Shortly before his death, Campbell worked with George Lucas on his first Star Wars trilogy.  Say what you will about George Lucas (yes, I know he couldn’t write dialog if his life depended on it), but he revered Joseph Campbell and wanted above all, I think, to provide a new mythology that would help provide the benefits of mythology to modern children like my own, raised outside of the traditional religious fold.  I have no problem with Lucas becoming a bazillionaire from it.  Just read how dicey it was to actually make and fund the original ‘Star Wars’ and ‘The Empire Strikes Back’ films.  Lucas took enormous risks.

To make my point, take my favorite Star Wars character, Yoda, from ‘The Empire Strikes Back,’ who said the following while training his young Jedi apprentice, Luke Skywalker:
“... for the Force is my ally,
and a powerful ally it is.
Life creates it, makes it grow;
its energy surrounds us ... and binds us.
Luminous beings are we, not this crude matter.
You must feel the Force around you ...
here ... between you, me, the tree, the rock.
Does that not sound markedly similar to Jesus, as quoted by Thomas, in his Gospel:
“The Kingdom is within you and it is without you.”
(Aside: the Kingdom as symbol of transformed consciousness)
“When you make the two one, and
when you make the inner as the outer
and the outer as the inner and the above as the below…
then shall you enter [the Kingdom]
Cleave a piece of wood, I am there;
lift up the stone and you will find me there.”
How about this from the Upanishads, stated a little more succinctly:
What is within us is also without.
What is without us is also within.

I will reveal now that this is really WarriorPoet’s Da .  Your Mom and I truly celebrate the remarkable, complex, sometimes profane, man that you are today.

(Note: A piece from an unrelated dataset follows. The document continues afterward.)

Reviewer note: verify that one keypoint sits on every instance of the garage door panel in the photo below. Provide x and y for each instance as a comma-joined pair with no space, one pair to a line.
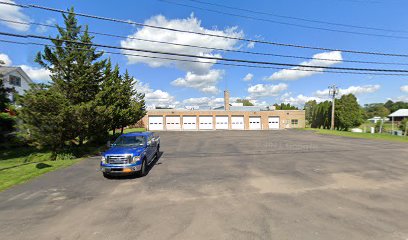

Keep up the blog posts.  As Glenn Reynolds would say, “Faster, please!”  Thanks for encouraging me to flex my long dormant writing muscles.

WarriorPoet’s Da

2 Comments:

Blogger Skoak said...

What else can I say, except... "like father, like son!" You both have a way with words that is remarkably "Genius"! I "pity the fools" who would challenge your intellect! I am not worthy... --Keef

12:40 AM  
Blogger Warrior Poet said...

I myself have integrated Star Warsisms into my my daily life. Perhaps the most common example is when when I am wishing someone well, particularly through tough time. What do I tell them? May the Force be with you!